そろそろ終わりにしようや、スタイン。だがな、お前は死んでもラケルにゃ会えねぇ! なんせお前の行く先は地獄なんだからなぁっ!』そう言うと、ジェサイアは今度はビリーに言った。
『ビリー、もう分かったろ? スタインの教えはまやかしだ。捏造された信仰なんてものは、世界や、脆い人の心を補償する為に出来たシステムなんだ。
だがな、本当の神や信仰は、他人から与えられるものじゃねぇだろ? 自分自身の中に見出すものだ。語らざるもの、表現され得ざるもの、それが神じゃないのか? “神は応えないもの”なんだ。
俺が幼いお前に銃を教えたのは人を救う為だ。お前は、銃は人殺しの道具だと言うが違う。“銃”が人を殺すんじゃない。“人”が人を殺すんだ。
お前は倒した死霊達の表情を見た事があるか? 死霊化するってのはとてつもなく苦しい事なんだ。その苦痛を和らげるため、人の血を求め、襲う。だがな、それでも本当の、心の苦痛を取り払う事は出来ない。苦痛から救われるためのただ一つの方法・・・それは消滅する事よ。シンジもソレが分かっていたから死霊を躊躇無く殺したんだ。

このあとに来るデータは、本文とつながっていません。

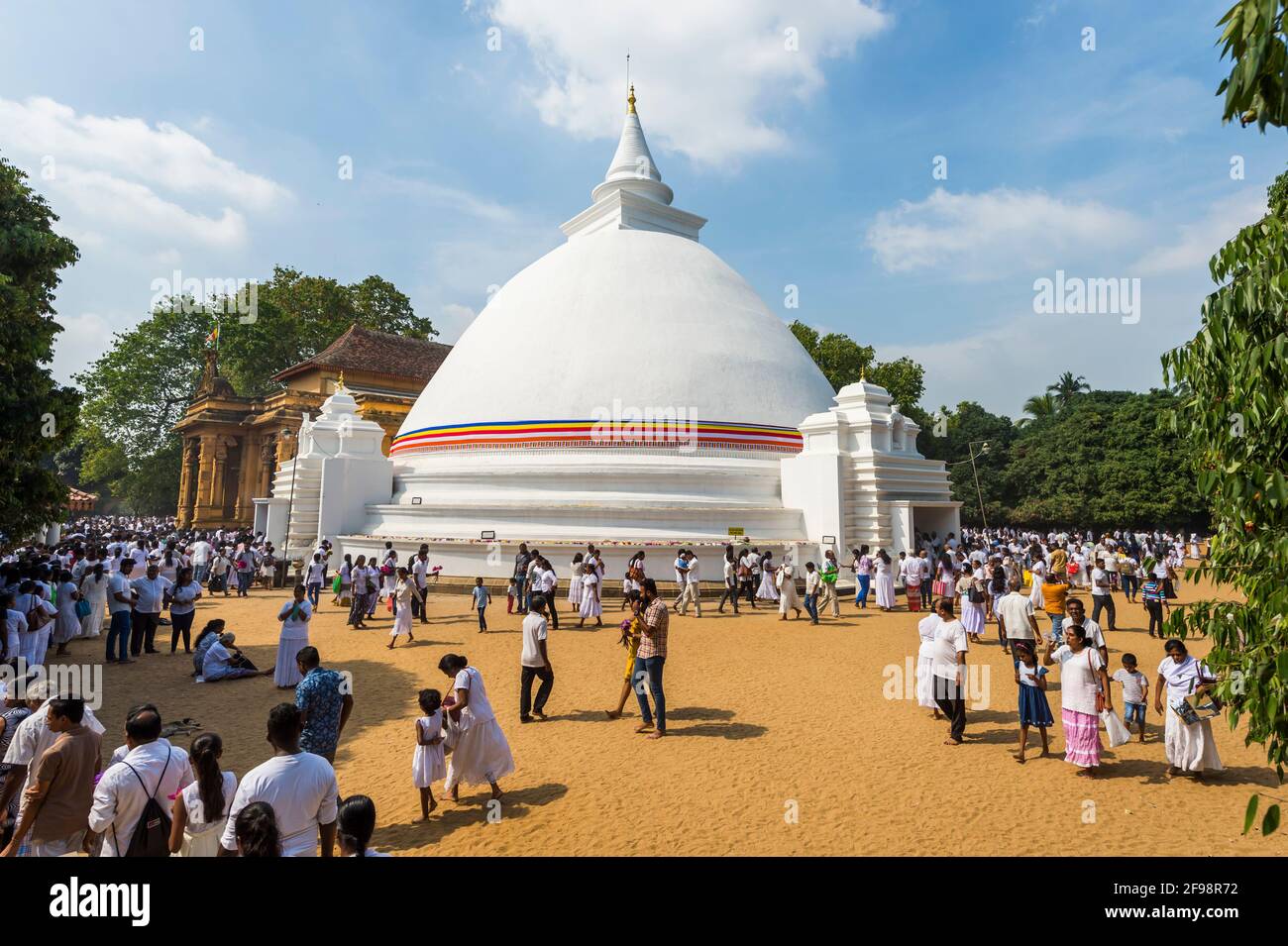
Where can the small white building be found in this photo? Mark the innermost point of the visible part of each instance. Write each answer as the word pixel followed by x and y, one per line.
pixel 630 390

お前に倒された死霊達は皆、安らいだ顔をしていたろう? お前の銃は死霊化してしまった人達を救ったんだ。 誰にでも出来ることじゃない。それが出来たお前の信仰心はまやかしじゃない。神はお前自身の中にいるんだよ』『親父・・・』
それを聞いていたシンジはフッと笑った。まぁ、一応、あんた等の目の前に神様がいるんだけど、良いシーンなので敢えてツッコまない。
『よし、今だ! 行くぜっ、ビリー!』
するとバントラインが変形し、銃の形になった。そしてレンマーツォの肩に装着される。レンマーツォは照準を合わせ、弾丸をアルカンシェルに向かって放った。
するとアルカンシェルを守っていた障壁が弾け飛んだ。するとシタンの声が回線から届いた。

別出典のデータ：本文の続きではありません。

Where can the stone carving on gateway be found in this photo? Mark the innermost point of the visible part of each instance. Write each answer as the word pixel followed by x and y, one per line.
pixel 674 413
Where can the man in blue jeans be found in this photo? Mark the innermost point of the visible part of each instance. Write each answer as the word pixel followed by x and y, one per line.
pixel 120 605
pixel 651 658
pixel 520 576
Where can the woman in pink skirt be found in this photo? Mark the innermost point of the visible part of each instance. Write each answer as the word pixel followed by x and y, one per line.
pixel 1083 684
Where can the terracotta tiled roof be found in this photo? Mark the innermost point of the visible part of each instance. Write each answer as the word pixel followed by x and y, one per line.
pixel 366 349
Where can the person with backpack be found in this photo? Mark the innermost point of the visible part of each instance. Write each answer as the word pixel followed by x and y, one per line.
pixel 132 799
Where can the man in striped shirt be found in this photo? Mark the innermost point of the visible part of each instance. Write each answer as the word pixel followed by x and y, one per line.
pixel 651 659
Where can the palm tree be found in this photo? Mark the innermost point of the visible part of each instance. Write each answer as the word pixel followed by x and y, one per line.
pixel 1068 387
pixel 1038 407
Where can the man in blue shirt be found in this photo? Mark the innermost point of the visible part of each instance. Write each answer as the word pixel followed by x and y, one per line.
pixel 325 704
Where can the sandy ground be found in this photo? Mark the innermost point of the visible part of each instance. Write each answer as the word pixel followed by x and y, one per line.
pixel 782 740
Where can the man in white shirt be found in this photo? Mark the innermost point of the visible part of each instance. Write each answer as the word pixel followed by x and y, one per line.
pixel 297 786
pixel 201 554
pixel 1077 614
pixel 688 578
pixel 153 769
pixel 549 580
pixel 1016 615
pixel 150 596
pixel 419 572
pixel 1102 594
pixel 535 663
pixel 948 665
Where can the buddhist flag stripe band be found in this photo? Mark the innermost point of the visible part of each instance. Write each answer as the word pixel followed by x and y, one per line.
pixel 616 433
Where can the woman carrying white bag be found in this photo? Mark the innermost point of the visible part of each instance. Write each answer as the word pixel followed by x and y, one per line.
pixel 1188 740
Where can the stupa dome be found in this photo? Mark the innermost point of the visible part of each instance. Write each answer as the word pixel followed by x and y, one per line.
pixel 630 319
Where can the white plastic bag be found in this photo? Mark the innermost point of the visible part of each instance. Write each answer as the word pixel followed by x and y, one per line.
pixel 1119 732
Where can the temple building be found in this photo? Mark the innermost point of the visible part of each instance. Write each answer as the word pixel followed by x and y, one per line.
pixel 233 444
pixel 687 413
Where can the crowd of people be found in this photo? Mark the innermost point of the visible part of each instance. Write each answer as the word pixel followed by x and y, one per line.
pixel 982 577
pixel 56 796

『遅かったか! ビリー! それは、搭乗者を人間弾頭として撃ち出す兵器なんです!』
『何だって!? じ、じゃあ、親父は・・・・・くっ・・・・・くそーっ!!』
ビリーは声を荒げ、両手をアルカンシェルに向けた。
『うおおおおおおおおおおお!!!!!!!!』
そして有らん限りの弾丸をアルカンシェルに向けて撃ちまくる。アルカンシェルは動けず、ただ弾丸の的になっていた。
「ビリーさん!!」
シンジが声を上げると、シャムシエルが鞭を繰り出して来た。シンジは目を鋭くさせると、腕にATフィールドを纏わせて鞭を切り裂く。
「邪魔だ!」
そして、問答無用で加粒子砲を最大出力で放つと、シャムシエルはジュッと音を立てて消滅した。
アルカンシェルは既にボロボロで腕ももげ、バチバチと電流が迸っていた。レンマーツォは、そんなアルカンシェルの頭部に飛び乗ると、頭に手を当てて思いっ切りエーテルガンをぶっ放した。
「消えろ」
そしてエヴァがコックピットに光の槍を放つと、アルカンシェルは閃光の中へと消えて行った。
ユグドラシルの甲板でビリーは海を眺めていた。
「親父・・・・」
「ビリー君・・・・私があんなものを作ったばかりに・・・・」
申し訳無さそうに言うシタンに、ビリーは首を横に振った。
「いえ、あなたの責任ではありませんよ・・・・」
パンッ! パンッ!
そう言って何発かの弾丸を海原に向かって撃つ。
「親父を送るにはこれが一番でしょう」
すると後ろから能天気な声がした。
「そうだな・・・・・ありがとよ、息子」
「お、親父っ!」
振り返るとそこにはジェサイアが普通に突っ立っていた。
「先輩! 無事だったんですね?」
「ったりめぇだ! イカれた若造の作ったポンコツをいつまでもそのままにしておくか! 改良したんだよ、改良!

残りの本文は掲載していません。